第9話 鷹の国 誓い
誓いの言葉の前、ゆっくりとエリックの手によりヴェールを上げられた。
他の者からは見えないようにと体を寄せられるが、エリックからの視線をまともに受けられず、俯いてしまう。
「……」
レナンは緊張で何も言えない。
どう思ったのだろう、花嫁がすり替わっている事を。
「顔を上げてくれ」
そう言われ、仕方なく顔を上げた。
凝視している目に威圧感を感じ、震えた。
恐ろしい鷹の王子はただ睨みつけるばかりだ。
どうか何も言わずに受け入れてほしいと、小声で頼む。
エリックが迷う素振りを見せたが、式は進む。
そして誓いの言葉となった。
「ではファルケ国の王子エリック様、あなたはこちらのパロマ国の王女ヘルガ様を……」
「レナン、だ」
誓いを交わす前にエリックが訂正をする。
周囲がざわついた。
花嫁が違うものであるという事に気づかれる。
「俺はこちらの、レナン王女を生涯愛し、守り、慈しむ。病める時も健やかなる時も、いつ如何なる時でも側にいる事を誓おう」
式を中断される前にエリックは声も高らかに宣言した。
「レナン王女は同じか?」
射殺さんばかりの目で睨まれ、レナンは震える。
だが。
「わ、わたくしも誓います! エリック様と一生添い遂げます!」
本当に一緒にいたいと思ったからこそ、最後かもしれないという危険をおかしてまで成り代わったのだ。
花嫁が入れ替わる事が、どれだけの重罰かは承知であった。
それでも一瞬だけでもエリックの隣にたてるのであれば、罰を受けてもいいと思ったのだ。

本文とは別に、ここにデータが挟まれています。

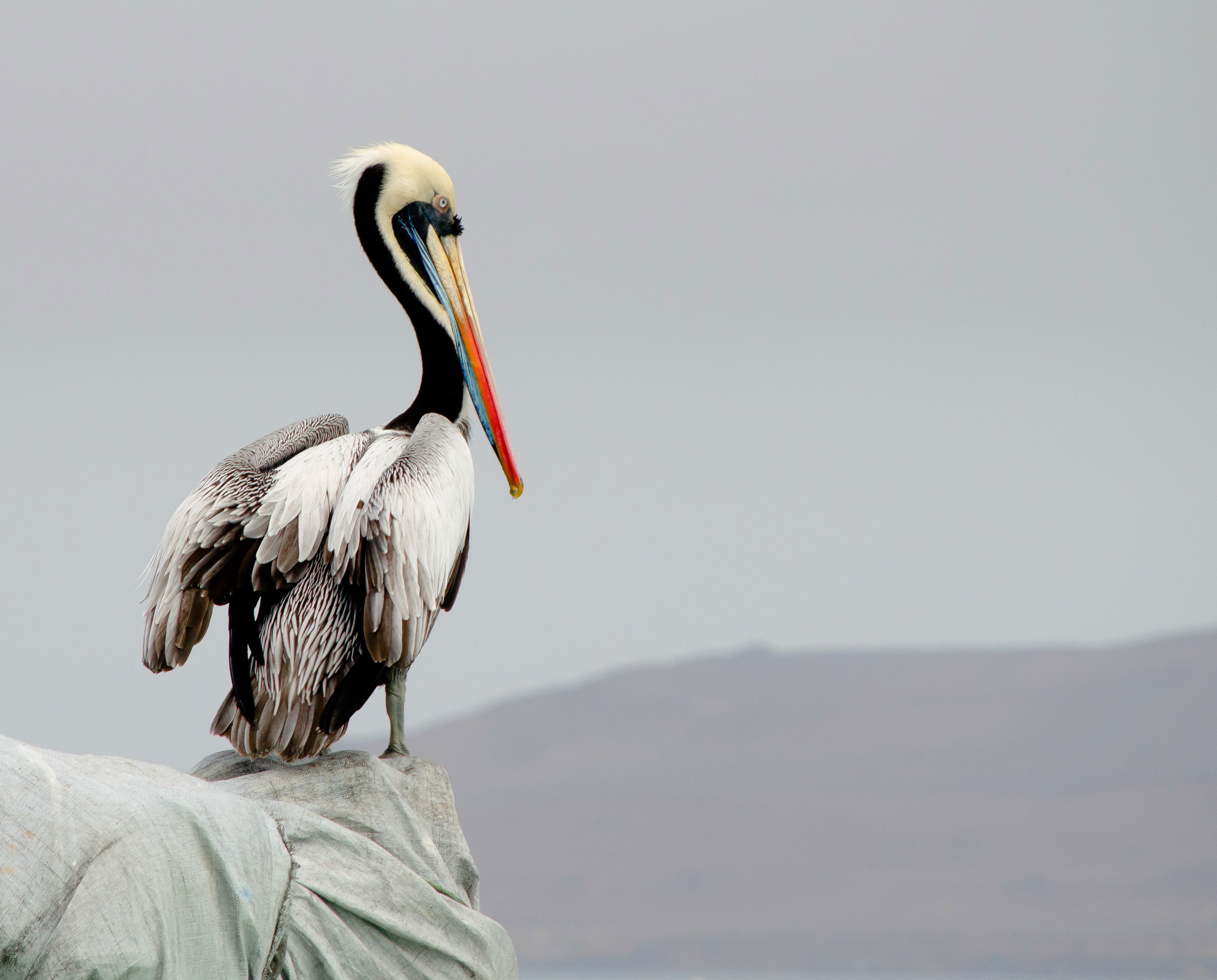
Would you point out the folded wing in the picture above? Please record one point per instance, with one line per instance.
(400, 533)
(207, 546)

姉が嫌がったのは僥倖だった、自分はこの人を冷たいだけの男ではないと知っている。
姉には悪いが、レナンは歓喜で震える。
(嬉しい!)
身代わりを告発され、処罰されてもいいと思っていたのに、このような言葉を貰えて、夢じゃないかと思う程だ。
エリックは羽を広げる。
金色の羽はとても大きく、力強い。空の王者の貫禄を見せつけるように羽を大きく動かし、レナンを抱き上げた。
「きゃ?!」
突然の事に体は強張り、そして齎される浮遊感に思わずエリックにしがみついてしまった。
仕舞われていた羽も緊張でさらに小さくなる。
「可愛らしいな」
エリックは満面の笑みでレナンを見つめる。
皆に見えるよう充分な高さに舞い上がると、エリックはレナンに誓いの口づけをする。
突然の事に目を白黒させてしまった。
「んっ……」
息が出来ず、空気が漏れる。
エリックにしがみつき、必死で耐える。どれくらいの時間そうしていたかもわからないくらい、レナンは緊張がピークになっていた。

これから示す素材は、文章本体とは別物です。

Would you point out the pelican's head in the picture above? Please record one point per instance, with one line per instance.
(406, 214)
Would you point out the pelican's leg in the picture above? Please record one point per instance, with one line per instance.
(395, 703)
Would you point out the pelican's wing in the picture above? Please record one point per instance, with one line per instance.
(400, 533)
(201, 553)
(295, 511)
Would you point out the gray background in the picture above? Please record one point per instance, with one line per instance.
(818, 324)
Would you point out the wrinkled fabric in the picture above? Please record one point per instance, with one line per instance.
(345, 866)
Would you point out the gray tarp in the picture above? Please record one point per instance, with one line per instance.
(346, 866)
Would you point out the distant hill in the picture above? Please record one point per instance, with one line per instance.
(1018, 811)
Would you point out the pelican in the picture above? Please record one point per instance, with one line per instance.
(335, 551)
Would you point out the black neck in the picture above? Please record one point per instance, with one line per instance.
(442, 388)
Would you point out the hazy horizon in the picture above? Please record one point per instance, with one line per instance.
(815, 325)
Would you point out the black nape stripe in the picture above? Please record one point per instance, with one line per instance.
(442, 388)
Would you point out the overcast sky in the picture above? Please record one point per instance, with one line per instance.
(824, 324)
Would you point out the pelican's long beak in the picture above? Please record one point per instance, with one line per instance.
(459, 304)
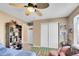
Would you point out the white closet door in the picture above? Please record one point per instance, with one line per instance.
(44, 35)
(53, 35)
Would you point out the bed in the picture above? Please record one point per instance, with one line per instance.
(12, 52)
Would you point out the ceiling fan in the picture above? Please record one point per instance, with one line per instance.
(31, 7)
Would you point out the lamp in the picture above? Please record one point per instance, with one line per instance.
(29, 10)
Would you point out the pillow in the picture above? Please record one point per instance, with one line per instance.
(2, 46)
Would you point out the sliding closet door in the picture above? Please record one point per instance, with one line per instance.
(44, 35)
(53, 35)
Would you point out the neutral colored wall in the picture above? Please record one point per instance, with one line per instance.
(70, 22)
(36, 29)
(4, 18)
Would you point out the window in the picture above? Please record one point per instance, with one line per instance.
(76, 30)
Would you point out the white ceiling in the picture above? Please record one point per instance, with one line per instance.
(54, 10)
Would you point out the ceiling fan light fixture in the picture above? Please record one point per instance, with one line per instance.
(29, 10)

終わっても呼吸が落ち着かず、恥ずかしさで皆の方を向けない。
ざわつきは落ち着いていた。
「指輪は後日な」
耳元でそう囁いた。ヘルガとレナンではサイズが違うからだ。
「失礼、だがようやく愛しい人と結ばれたのだ。浮かれてしまったと言うことで許してほしい」
そう言われ、レナンは無言で頷くしか出来ない。顔はまるで発熱しているように赤い。
エリックはレナンを下ろすことなく来客の方に目を向ける。
「此度の婚姻は、我が国とパロマ国との、平穏と繁栄を願う為に結ばれたものだ。花嫁が変わっても国の関係性に変わりはない」
愛おしそうにレナンを見つめる。
「レナン王女が俺の伴侶だ、皆も急な事で悪いがどうか受け入てほしい。これからも良き治世を送れるように夫婦で努力をすると約束する、だから皆よろしく頼む」
王太子がそういうのならと、両国ともにざわめきが静かになる。
「誓いの式も終わった、この後は婚姻のパーティだ。皆大いに楽しんでいってくれ」
今までにない嬉しそうな声と表情のエリックに、新たなどよめきが生まれていた。